2020.08.08(pm): MLP example – Predicting house prices

Today, I’m going to cover an example of MLP (Muli-Layer Perceptron). For the concept of MLP, please refer to the article I wrote on December 8, 2019. Today, I am going to focus on practice rather than concept.

2019.12.08(pm): Multi-Layer Perceptron

I want to use Kaggle data, which is famous for its dataset, but I want to use an advanced house price prediction dataset rather than the commonly known Boston house price dataset. Advancement means that the data I am trying to use has more characteristics and volumes. The data can be downloaded from the link below.

https://www.kaggle.com/c/house-prices-advanced-regression-techniques

Here’s a brief version of what you’ll find in the data description file.

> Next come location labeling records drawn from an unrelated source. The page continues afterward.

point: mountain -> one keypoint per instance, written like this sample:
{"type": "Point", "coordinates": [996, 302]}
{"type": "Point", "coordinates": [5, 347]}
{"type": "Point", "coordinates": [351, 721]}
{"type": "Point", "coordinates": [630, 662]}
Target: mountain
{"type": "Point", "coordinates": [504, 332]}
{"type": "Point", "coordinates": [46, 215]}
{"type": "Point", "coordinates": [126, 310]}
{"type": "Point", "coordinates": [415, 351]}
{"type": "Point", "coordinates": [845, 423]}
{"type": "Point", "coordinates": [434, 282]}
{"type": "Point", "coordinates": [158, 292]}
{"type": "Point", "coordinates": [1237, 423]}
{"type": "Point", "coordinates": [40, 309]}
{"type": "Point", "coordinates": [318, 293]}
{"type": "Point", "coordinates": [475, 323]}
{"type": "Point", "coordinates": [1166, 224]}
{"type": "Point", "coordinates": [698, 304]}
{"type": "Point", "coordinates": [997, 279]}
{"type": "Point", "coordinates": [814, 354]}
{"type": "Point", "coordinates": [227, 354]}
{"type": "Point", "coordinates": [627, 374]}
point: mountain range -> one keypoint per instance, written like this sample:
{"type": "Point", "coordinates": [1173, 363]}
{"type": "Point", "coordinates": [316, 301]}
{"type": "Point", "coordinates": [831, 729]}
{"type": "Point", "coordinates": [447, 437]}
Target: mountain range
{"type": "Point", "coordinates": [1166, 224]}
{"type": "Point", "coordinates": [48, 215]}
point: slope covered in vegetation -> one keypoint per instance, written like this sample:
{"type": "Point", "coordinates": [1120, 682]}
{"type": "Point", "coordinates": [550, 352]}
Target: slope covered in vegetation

SalePrice – the property’s sale price in dollars. This is the target variable that you’re trying to predict.
MSSubClass: The building class
MSZoning: The general zoning classification
LotFrontage: Linear feet of street connected to property
LotArea: Lot size in square feet
Street: Type of road access
Alley: Type of alley access
LotShape: General shape of property
LandContour: Flatness of the property
Utilities: Type of utilities available
LotConfig: Lot configuration
LandSlope: Slope of property
Neighborhood: Physical locations within Ames city limits
Condition1: Proximity to main road or railroad
Condition2: Proximity to main road or railroad (if a second is present)
BldgType: Type of dwelling
HouseStyle: Style of dwelling
OverallQual: Overall material and finish quality
OverallCond: Overall condition rating
YearBuilt: Original construction date
YearRemodAdd: Remodel date
RoofStyle: Type of roof
RoofMatl: Roof material
Exterior1st: Exterior covering on house
Exterior2nd: Exterior covering on house (if more than one material)
MasVnrType: Masonry veneer type
MasVnrArea: Masonry veneer area in square feet
ExterQual: Exterior material quality
ExterCond: Present condition of the material on the exterior
Foundation: Type of foundation
BsmtQual: Height of the basement
BsmtCond: General condition of the basement
BsmtExposure: Walkout or garden level basement walls
BsmtFinType1: Quality of basement finished area
BsmtFinSF1: Type 1 finished square feet
BsmtFinType2: Quality of second finished area (if present)
BsmtFinSF2: Type 2 finished square feet
BsmtUnfSF: Unfinished square feet of basement area
TotalBsmtSF: Total square feet of basement area
Heating: Type of heating
HeatingQC: Heating quality and condition
CentralAir: Central air conditioning
Electrical: Electrical system
1stFlrSF: First Floor square feet
2ndFlrSF: Second floor square feet
LowQualFinSF: Low quality finished square feet (all floors)
GrLivArea: Above grade (ground) living area square feet
BsmtFullBath: Basement full bathrooms
BsmtHalfBath: Basement half bathrooms
FullBath: Full bathrooms above grade
HalfBath: Half baths above grade
Bedroom: Number of bedrooms above basement level
Kitchen: Number of kitchens
KitchenQual: Kitchen quality
TotRmsAbvGrd: Total rooms above grade (does not include bathrooms)
Functional: Home functionality rating
Fireplaces: Number of fireplaces
FireplaceQu: Fireplace quality
GarageType: Garage location
GarageYrBlt: Year garage was built
GarageFinish: Interior finish of the garage
GarageCars: Size of garage in car capacity
GarageArea: Size of garage in square feet
GarageQual: Garage quality
GarageCond: Garage condition
PavedDrive: Paved driveway
WoodDeckSF: Wood deck area in square feet
OpenPorchSF: Open porch area in square feet
EnclosedPorch: Enclosed porch area in square feet
3SsnPorch: Three season porch area in square feet
ScreenPorch: Screen porch area in square feet
PoolArea: Pool area in square feet
PoolQC: Pool quality
Fence: Fence quality
MiscFeature: Miscellaneous feature not covered in other categories
MiscVal: $Value of miscellaneous feature
MoSold: Month Sold
YrSold: Year Sold
SaleType: Type of sale
SaleCondition: Condition of sale

Upload Dataset

Let’s import the library and data.

import numpy as np
import pandas as pd

data = './train.csv'
raw_data = pd.read_csv(data)
raw_data

Data preprocessing

I deleted all columns with missing values.(NaN)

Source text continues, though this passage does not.